Оказалось, все трое вовсе и не лентяи, а им просто-напросто нечего делать. Только тогда я и понял, что значит «целый месяц опухаем»: тоже нужна привычка. На средине реки я высказал эту мысль Степану. Он как-то виновато улыбнулся, стал совсем-совсем другим (наверно, тем самым настоящим, чем он и был в жизни, дома в семье, с товарищами).

— И не говори… Тоска смертная. А тут весна! — воскликнул Степан, — Кто выдержит! Никто. Мы только… Я вот охотник, и ружье есть. Душа трещит! — Он положил на грудь могучую ладонь. — Места не нахожу: завтра открытие!.. Трудно.

Передо мной раскрылся человек, пребывающий в героическом безделье.

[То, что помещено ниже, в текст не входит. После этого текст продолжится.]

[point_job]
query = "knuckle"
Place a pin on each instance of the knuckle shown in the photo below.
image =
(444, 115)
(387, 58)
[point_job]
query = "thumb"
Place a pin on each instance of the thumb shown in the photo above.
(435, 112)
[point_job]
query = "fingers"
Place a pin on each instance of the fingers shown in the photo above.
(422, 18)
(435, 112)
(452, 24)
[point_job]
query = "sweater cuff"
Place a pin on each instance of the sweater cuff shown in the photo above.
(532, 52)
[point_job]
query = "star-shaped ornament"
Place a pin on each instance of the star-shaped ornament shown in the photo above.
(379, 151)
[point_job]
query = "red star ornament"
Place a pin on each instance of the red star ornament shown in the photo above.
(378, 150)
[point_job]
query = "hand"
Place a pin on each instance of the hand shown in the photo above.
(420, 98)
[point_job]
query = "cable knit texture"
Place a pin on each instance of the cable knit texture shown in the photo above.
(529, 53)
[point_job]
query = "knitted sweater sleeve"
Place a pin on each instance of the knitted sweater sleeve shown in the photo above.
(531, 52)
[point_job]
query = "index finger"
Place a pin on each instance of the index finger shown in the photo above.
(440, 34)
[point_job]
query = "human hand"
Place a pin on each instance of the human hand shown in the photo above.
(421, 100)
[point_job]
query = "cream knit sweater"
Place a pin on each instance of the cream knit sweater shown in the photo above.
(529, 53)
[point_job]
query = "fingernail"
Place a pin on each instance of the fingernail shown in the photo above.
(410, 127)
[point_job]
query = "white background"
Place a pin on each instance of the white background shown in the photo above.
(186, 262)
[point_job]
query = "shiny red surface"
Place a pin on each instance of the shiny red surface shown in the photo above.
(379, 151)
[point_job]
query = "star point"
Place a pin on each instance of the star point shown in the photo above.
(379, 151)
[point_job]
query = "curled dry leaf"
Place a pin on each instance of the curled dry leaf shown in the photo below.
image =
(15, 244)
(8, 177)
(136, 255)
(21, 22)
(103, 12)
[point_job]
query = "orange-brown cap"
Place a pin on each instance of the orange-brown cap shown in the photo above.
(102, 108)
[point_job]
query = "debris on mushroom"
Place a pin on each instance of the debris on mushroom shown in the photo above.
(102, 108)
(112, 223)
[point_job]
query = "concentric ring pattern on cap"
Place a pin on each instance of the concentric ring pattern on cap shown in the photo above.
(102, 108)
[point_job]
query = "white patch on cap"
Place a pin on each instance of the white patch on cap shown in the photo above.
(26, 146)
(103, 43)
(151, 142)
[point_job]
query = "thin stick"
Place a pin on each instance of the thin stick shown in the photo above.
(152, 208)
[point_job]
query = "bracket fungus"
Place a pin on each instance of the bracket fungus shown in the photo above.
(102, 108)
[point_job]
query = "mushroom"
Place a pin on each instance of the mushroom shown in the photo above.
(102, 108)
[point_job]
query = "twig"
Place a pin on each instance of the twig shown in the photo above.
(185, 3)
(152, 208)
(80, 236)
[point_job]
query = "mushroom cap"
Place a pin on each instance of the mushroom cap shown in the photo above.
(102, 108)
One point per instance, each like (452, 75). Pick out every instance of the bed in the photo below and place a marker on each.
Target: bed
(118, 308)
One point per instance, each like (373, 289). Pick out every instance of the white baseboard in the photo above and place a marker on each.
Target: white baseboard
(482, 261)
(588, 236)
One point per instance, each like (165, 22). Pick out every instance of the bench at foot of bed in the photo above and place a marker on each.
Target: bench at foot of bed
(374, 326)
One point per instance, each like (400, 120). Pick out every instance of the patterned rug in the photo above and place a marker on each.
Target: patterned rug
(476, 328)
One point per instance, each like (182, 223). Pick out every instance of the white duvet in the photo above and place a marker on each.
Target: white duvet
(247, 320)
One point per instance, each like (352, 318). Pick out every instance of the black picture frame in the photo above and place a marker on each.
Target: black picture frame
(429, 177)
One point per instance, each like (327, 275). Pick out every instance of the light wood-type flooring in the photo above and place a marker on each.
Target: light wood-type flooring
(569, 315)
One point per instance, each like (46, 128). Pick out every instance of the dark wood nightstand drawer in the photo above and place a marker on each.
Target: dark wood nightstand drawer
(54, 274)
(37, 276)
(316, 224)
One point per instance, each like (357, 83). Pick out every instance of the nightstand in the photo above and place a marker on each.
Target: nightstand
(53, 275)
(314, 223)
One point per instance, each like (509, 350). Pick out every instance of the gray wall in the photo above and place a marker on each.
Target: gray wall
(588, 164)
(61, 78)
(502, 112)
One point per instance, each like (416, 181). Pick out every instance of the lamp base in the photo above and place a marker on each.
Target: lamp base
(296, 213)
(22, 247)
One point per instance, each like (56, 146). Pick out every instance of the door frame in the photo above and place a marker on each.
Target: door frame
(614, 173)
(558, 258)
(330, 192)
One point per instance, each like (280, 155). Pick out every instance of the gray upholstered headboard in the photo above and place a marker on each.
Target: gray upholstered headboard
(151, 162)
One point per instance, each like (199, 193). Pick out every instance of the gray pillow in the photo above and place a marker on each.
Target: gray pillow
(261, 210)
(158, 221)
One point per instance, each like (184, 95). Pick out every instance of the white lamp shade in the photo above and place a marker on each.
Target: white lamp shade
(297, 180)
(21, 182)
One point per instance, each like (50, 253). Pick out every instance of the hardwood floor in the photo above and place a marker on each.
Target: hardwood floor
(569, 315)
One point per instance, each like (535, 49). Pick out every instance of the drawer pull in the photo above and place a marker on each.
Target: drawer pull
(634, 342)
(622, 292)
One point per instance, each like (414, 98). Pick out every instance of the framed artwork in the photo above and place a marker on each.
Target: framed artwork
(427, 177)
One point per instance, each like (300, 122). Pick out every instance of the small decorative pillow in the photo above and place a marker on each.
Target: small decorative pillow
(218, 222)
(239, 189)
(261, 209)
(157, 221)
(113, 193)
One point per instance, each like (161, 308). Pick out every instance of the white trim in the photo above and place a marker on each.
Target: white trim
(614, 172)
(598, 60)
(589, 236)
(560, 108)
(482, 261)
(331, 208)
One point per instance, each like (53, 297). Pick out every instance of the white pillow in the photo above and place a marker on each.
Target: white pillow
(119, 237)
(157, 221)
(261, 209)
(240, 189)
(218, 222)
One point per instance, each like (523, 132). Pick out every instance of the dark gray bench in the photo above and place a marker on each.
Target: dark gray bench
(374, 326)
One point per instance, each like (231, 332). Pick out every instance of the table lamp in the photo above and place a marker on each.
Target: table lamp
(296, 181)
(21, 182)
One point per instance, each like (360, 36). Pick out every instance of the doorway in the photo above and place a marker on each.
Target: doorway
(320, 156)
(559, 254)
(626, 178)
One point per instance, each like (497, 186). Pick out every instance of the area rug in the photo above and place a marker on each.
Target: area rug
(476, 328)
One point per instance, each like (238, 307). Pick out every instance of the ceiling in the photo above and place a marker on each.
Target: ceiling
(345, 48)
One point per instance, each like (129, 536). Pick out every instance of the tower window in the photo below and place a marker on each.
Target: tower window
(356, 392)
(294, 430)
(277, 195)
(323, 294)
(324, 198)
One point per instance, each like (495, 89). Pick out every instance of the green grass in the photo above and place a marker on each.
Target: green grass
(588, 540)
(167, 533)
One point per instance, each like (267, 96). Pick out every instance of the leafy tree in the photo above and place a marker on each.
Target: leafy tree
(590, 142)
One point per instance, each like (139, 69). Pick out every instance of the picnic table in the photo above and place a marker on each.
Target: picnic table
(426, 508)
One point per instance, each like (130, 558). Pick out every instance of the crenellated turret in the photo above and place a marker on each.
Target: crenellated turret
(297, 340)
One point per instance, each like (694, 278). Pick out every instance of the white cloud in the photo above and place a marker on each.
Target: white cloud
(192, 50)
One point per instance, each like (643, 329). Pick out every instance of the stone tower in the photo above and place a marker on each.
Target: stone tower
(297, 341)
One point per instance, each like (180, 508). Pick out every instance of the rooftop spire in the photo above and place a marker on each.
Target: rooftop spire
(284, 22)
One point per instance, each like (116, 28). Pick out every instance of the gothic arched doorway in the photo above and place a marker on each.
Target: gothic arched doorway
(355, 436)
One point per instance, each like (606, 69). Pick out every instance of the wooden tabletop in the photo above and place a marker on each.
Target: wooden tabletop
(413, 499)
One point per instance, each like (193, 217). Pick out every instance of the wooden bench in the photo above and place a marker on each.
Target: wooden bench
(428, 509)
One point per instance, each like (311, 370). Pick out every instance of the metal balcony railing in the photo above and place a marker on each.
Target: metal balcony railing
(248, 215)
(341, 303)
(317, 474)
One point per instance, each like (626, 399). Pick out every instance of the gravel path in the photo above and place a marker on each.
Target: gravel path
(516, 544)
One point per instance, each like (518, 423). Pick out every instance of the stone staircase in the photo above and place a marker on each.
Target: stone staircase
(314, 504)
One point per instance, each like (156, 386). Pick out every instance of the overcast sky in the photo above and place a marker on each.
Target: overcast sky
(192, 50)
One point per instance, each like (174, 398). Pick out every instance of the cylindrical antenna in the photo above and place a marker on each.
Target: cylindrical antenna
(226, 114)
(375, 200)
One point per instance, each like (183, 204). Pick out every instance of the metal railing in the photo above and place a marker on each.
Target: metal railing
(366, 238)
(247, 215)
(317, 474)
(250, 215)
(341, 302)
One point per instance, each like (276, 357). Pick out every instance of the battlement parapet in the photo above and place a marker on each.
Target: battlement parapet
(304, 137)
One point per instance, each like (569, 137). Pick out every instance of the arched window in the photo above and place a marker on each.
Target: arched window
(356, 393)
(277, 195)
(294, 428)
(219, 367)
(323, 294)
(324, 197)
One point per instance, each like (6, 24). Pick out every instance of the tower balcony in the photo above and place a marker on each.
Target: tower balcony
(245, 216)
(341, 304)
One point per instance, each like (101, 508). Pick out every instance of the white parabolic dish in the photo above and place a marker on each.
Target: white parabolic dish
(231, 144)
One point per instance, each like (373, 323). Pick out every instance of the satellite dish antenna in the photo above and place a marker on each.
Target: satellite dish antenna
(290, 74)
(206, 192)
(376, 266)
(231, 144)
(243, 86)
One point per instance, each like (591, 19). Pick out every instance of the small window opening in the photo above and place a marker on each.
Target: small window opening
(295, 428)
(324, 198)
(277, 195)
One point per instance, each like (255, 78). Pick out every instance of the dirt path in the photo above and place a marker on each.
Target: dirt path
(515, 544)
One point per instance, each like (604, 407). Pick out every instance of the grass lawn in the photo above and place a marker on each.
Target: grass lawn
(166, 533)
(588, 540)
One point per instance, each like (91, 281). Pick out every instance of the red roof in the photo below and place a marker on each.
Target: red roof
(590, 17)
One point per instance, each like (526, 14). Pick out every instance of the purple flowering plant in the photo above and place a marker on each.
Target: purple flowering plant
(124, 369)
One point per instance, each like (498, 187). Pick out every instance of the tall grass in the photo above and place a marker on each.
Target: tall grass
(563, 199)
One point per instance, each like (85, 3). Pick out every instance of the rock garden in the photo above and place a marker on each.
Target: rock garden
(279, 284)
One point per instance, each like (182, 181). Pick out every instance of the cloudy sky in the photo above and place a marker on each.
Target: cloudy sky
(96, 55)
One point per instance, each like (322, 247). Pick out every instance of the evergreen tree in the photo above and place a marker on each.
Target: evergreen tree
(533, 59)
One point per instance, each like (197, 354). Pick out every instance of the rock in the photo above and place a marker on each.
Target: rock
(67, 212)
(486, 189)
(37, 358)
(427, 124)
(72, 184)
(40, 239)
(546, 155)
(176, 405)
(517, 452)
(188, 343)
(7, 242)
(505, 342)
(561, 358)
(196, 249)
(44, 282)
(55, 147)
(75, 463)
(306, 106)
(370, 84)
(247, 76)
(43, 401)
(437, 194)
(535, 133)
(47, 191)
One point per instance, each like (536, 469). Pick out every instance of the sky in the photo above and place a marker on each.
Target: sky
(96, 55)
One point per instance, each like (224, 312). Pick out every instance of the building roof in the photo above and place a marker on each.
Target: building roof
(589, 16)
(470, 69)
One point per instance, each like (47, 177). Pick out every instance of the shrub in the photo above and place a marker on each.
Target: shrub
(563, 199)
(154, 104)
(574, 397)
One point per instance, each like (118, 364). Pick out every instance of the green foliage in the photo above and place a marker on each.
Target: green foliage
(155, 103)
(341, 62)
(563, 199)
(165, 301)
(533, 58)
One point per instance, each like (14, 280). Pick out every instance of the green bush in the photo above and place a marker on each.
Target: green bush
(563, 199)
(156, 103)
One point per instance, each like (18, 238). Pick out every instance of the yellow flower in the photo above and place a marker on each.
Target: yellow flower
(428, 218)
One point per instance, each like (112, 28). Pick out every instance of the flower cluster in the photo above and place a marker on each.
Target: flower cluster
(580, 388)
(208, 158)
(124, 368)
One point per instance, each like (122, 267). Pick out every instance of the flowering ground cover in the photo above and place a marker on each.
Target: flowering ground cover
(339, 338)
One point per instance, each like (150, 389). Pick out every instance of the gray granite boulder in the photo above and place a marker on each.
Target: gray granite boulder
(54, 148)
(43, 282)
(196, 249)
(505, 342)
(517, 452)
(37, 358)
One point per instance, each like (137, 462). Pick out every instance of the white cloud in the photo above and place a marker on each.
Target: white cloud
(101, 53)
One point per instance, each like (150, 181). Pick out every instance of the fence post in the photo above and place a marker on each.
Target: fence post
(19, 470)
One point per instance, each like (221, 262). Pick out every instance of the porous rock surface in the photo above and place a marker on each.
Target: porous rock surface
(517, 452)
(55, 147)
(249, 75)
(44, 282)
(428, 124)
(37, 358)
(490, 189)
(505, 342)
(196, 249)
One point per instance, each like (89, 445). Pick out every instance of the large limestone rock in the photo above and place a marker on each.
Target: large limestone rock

И такая печаль лежала у него на лице, что мне стало не по себе.

Потом спустили вместо сходней две широкие доски, нашитые на пару бревнышек. По ним и надо было, как в цирке, взобраться автомобилю на баржу. За нашим въехал второй грузовик. Шофер-эквилибрист вползал черепахой, тихо, осторожно. А взобравшись, спросил:

— Бесплатно за этот плавучий цирк?

— Рупь, — ответил Кирюха.

— Заткнись! — прикрикнул на него Степан и ответил шоферу: — Бесплатно… Лезет не в свое дело, — заворчал он на Кирюху.

Я не понял такой неожиданной перемены в отношениях между товарищами. Но Кирюха притих, а шофер больше не повторил вопроса. Видимо, они знали Степана хорошо.

На другом берегу, когда уже закрепили баржу к причалу и стали спускать автомобили, Степан увидел мое ружье.